W poniedziałek 23 czerwca 2025 roku nad Polską przeszły gwałtowne nawałnice, które wywołały niemal 580 interwencji strażackich do godziny 18:00. Burze charakteryzowały się silnym wiatrem, intensywnymi ulewami, gradem, a miejscami pojawiły się nawet trąby powietrzne. Najbardziej dotknięte zostały regiony Dolnego Śląska, województwa zachodniopomorskiego oraz południowo-zachodniej części kraju. Instytut Meteorologii i Gospodarki Wodnej (IMGW) wydał liczne ostrzeżenia pierwszego i drugiego stopnia, podkreślając, że to jedne z najsilniejszych burz, jakie wystąpiły w tym roku. Sytuacja pozostaje dynamiczna, a nawałnice mają słabnąć dopiero w nocy, co wymaga od mieszkańców zachowania szczególnej ostrożności i uwagi.
Przebieg nawałnic i działania straży pożarnej
W ciągu poniedziałku 23 czerwca 2025 roku do godziny 18:00 strażacy odnotowali blisko 580 zgłoszeń związanych z przejściem gwałtownych burz przez Polskę. Najwięcej interwencji miało miejsce w województwach Dolnego Śląska oraz zachodniopomorskim, gdzie skutki nawałnic były najbardziej dotkliwe, jak podaje rmf24.pl. Ratownicy przede wszystkim usuwali powalone drzewa blokujące drogi, wypompowywali wodę z zalanych ulic i posesji oraz naprawiali uszkodzenia budynków powstałe wskutek silnych podmuchów wiatru i gradu.

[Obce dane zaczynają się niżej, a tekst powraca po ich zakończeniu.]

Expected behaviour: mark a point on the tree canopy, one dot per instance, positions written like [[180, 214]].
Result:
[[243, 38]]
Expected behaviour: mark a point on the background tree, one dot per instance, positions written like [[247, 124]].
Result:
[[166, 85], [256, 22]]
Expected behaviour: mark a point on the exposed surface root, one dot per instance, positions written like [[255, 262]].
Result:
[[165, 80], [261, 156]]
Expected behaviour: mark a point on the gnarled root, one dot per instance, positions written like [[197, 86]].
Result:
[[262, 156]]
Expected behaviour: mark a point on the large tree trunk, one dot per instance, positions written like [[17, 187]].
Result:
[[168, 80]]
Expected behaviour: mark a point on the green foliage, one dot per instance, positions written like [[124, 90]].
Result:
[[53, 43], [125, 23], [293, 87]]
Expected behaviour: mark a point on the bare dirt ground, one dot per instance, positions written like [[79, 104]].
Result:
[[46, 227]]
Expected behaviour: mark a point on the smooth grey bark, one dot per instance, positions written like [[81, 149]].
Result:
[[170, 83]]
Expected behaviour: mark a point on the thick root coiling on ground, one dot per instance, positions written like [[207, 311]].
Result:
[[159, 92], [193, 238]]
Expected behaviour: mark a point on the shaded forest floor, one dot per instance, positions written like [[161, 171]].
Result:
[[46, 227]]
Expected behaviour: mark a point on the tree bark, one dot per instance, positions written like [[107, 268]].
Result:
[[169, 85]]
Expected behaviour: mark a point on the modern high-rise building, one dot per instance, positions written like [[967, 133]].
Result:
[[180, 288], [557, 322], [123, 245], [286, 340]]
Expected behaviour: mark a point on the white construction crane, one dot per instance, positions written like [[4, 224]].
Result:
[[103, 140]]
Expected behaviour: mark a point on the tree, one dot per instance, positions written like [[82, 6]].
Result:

Portal biznesinfo.pl zwraca uwagę, że nawałnice miały tendencję do łączenia się w większe struktury burzowe, co dodatkowo komplikowało działania ratunkowe i zwiększało zagrożenie dla mieszkańców. W efekcie strażacy musieli działać na wielu frontach jednocześnie, co wymagało od nich dużej mobilizacji i koordynacji. Według wiadomosci.onet.pl, burze po zachodzie słońca dotarły także na krańce wschodniej Polski, co świadczy o rozległym zasięgu zjawiska i utrudniało przewidywanie jego dalszego przebiegu.
Ostrzeżenia meteorologiczne i prognozy IMGW
Instytut Meteorologii i Gospodarki Wodnej wydał w poniedziałek szereg ostrzeżeń meteorologicznych pierwszego i drugiego stopnia dla różnych regionów kraju. Jak informuje rp.pl, szczególnie poważne zagrożenia dotyczyły części centralnej, południowo-wschodniej oraz południowo-zachodniej Polski. Ostrzeżenia drugiego stopnia, które oznaczają poważne ryzyko wystąpienia niebezpiecznych zjawisk, obowiązywały przede wszystkim w południowo-zachodnich województwach, gdzie spodziewano się najsilniejszych burz.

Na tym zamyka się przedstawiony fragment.